ボーダーライン。Neo【上】
 あたしは唇の端を持ち上げ、そうね、と頷いた。

「分かった。幾ら払えばいい?」

「金額は好きに決めていい。勿論後払いで構わないし。来いよ?」

 そう言って檜は立ち上がる。

 マゾっぽいと思うが、彼の偉ぶった口調に、少しだけ胸が高鳴った。

 こんな事をして、本当に良いのかな、なんて。迷いは少しも無かった。たった一夜の過ち、そう割り切ってあたしは結婚をする覚悟が出来ていた。

 檜はもっとあたしを傷付けて良いんだよ。贖罪にも似た気持ちで、あたしはそう思っていた。

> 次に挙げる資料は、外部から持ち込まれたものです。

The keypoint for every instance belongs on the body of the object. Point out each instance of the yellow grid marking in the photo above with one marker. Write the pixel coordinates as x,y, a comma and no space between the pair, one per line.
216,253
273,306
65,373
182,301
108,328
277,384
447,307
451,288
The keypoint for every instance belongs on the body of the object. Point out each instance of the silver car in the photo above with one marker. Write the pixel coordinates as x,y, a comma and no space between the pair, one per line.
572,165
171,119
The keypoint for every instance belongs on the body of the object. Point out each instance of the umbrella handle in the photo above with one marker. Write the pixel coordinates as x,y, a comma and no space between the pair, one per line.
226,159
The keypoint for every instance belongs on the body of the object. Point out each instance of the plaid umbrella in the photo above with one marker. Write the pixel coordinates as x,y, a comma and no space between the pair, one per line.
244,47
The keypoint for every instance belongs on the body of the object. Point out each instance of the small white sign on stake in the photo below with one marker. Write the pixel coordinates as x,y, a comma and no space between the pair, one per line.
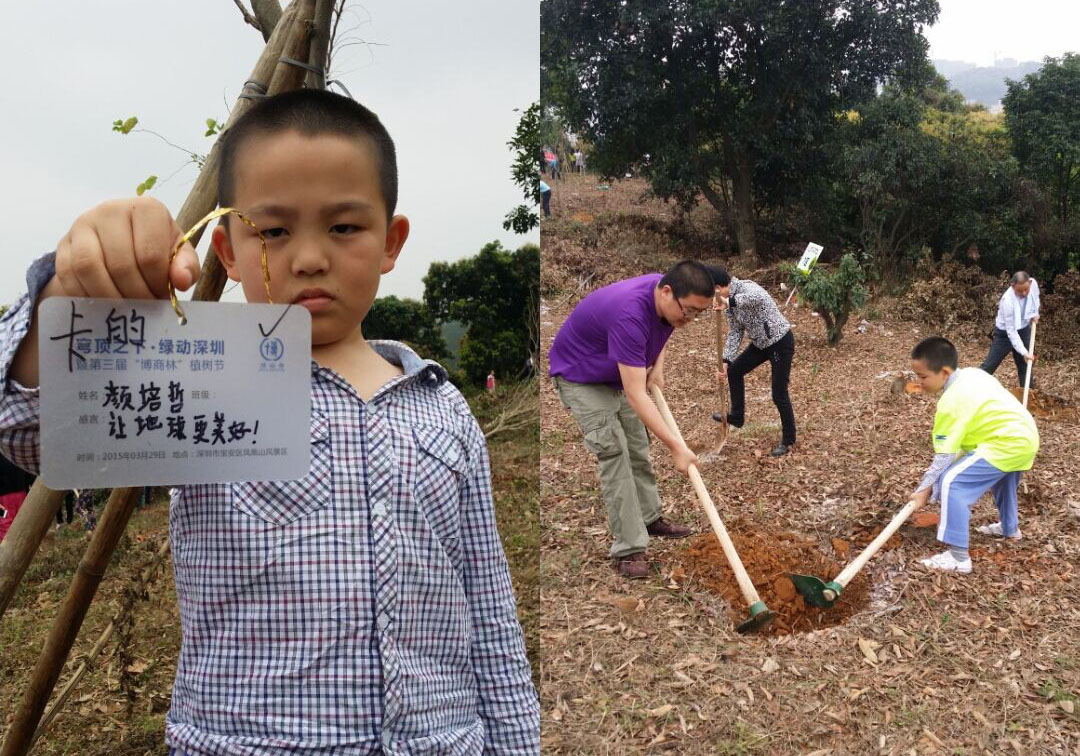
809,257
132,397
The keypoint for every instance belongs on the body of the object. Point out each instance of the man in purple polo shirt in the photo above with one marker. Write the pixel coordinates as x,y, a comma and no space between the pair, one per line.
605,359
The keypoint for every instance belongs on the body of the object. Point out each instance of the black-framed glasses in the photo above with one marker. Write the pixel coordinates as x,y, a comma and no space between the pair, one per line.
689,313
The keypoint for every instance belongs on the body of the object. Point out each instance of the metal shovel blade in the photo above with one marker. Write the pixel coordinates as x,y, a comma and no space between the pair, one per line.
760,616
813,590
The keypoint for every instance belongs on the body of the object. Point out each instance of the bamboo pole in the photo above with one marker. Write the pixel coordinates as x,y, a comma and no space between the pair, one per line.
68,621
35,517
295,37
203,196
23,540
145,578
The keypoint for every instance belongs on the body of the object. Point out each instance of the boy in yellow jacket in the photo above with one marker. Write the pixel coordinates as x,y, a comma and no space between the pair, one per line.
983,440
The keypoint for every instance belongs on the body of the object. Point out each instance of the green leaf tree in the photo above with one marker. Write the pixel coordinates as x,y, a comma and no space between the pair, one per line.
526,146
833,295
408,321
729,98
496,295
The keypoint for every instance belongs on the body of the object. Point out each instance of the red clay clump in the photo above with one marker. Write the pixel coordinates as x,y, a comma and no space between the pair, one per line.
768,559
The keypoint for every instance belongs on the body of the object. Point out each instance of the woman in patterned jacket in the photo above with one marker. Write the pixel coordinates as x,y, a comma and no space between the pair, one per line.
752,312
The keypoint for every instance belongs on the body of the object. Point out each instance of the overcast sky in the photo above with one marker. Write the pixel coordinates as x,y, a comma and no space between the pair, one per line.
980,30
445,78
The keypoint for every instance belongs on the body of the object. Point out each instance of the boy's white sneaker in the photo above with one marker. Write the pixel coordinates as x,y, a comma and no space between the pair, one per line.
997,530
946,563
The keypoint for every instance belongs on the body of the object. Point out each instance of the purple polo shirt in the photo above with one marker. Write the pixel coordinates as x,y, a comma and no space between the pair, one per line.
615,324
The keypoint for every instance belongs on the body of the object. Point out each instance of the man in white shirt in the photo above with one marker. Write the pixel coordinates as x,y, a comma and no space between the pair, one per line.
1017,309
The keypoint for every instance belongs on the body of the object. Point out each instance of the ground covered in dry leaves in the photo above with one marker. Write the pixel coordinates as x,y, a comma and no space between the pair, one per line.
907,662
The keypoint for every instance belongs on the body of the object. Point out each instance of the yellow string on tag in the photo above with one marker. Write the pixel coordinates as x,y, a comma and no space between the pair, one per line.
184,240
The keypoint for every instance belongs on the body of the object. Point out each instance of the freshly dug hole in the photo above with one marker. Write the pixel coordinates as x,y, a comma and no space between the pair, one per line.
769,559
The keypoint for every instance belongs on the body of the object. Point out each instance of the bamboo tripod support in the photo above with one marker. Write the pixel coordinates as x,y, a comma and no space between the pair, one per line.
289,39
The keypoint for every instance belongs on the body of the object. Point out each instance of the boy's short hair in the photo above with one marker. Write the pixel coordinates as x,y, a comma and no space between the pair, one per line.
687,278
311,112
937,352
720,277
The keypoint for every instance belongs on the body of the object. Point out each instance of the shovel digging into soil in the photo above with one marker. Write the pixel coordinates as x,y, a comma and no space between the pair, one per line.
759,613
822,594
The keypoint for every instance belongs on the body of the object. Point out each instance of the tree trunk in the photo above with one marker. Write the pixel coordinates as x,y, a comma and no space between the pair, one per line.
741,171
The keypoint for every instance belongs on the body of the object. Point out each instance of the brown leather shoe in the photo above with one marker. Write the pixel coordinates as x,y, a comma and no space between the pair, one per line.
664,529
633,566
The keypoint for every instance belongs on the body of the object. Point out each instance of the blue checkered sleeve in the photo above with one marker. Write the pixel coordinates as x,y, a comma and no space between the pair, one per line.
18,405
509,704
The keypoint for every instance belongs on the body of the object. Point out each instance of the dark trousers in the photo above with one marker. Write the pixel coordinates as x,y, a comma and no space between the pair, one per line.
68,507
1001,347
780,354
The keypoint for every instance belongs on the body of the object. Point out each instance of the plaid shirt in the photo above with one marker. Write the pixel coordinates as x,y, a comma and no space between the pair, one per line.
365,608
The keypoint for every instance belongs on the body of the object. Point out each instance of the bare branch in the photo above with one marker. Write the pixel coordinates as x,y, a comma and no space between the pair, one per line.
320,44
268,13
248,18
521,409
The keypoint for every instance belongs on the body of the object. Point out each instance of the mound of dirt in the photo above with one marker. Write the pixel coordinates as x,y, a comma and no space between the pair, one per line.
769,559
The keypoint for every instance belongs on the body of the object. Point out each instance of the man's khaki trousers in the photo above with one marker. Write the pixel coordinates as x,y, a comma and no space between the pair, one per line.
618,439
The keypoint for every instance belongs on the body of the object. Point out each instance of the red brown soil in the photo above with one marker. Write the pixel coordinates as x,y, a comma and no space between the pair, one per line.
1043,405
769,559
926,520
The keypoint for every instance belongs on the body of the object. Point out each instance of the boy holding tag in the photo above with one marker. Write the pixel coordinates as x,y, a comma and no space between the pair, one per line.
364,607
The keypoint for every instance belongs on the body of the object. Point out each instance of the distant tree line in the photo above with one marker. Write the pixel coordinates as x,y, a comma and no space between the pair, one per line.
801,121
494,294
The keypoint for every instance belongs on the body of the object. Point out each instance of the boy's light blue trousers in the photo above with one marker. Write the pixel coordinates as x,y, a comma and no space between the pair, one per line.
962,484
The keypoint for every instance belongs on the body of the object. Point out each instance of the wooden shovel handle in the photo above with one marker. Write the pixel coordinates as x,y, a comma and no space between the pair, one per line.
721,389
1027,374
856,564
750,593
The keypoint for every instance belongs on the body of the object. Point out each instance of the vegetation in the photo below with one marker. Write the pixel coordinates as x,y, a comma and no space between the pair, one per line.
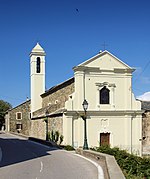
133,167
56,137
4,106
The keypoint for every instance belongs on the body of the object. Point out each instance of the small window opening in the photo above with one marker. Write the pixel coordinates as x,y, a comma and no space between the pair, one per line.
104,95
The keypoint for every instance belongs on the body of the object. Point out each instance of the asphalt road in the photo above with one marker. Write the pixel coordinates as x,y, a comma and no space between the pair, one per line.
23,159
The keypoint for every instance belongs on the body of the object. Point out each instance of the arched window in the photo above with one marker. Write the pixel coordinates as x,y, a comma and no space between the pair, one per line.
38,65
104,95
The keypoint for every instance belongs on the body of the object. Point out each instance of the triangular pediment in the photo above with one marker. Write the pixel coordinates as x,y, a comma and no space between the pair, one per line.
105,61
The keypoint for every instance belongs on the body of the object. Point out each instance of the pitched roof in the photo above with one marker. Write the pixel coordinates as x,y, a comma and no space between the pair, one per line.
103,62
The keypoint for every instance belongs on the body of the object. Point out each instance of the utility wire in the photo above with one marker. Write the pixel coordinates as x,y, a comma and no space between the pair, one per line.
134,81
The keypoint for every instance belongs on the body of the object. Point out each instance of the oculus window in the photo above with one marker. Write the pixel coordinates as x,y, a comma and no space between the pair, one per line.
104,95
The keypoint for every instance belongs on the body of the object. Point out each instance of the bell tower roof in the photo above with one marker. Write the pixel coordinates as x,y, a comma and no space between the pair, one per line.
37,50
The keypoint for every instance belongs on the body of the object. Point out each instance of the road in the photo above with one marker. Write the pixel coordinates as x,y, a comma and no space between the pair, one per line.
24,159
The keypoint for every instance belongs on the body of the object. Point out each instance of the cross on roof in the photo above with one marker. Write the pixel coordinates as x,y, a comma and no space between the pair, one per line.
104,46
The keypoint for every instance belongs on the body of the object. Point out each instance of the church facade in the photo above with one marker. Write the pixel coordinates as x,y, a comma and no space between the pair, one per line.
113,116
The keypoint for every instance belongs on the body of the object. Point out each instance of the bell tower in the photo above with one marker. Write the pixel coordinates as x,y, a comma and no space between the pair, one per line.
37,77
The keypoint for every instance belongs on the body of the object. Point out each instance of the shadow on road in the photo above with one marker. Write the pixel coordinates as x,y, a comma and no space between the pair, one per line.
15,150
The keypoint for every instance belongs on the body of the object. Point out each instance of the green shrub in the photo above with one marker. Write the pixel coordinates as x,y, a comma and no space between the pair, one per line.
69,148
133,167
61,138
56,136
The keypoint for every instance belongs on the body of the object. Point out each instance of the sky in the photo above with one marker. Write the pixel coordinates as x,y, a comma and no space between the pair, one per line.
71,31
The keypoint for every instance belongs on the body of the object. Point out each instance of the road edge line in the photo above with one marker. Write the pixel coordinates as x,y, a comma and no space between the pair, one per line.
99,168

 彼がいつも寝起きしている寝室に足を踏み入れた。ベッドを見て、ゴクン、と僅かな緊張を飲み下す。

 それでも彼と向かい合ってシーツの上に座ると、あたしの気持ちは過去に還った。

 感情が高ぶる。心拍が増し、体温が上がるのを感じた。

 檜は冷めた目であたしを見ていた。ベッドに押し倒された。

 五年前のあたし達なら、まずキスをしてお互いの気持ちを高め合ってから横たわっていたが、現在(いま)の彼には感情が伴っていないのだ。

 首筋に彼の吐息がかかり、舌を這わされた。右手で顎を掴まれ、荒々しくキスをされる。

 ワンピースを脱がせる動作も、下着を外す手付きも、昔の檜と違い乱雑だと感じた。彼自身、前と違って裸にはならない。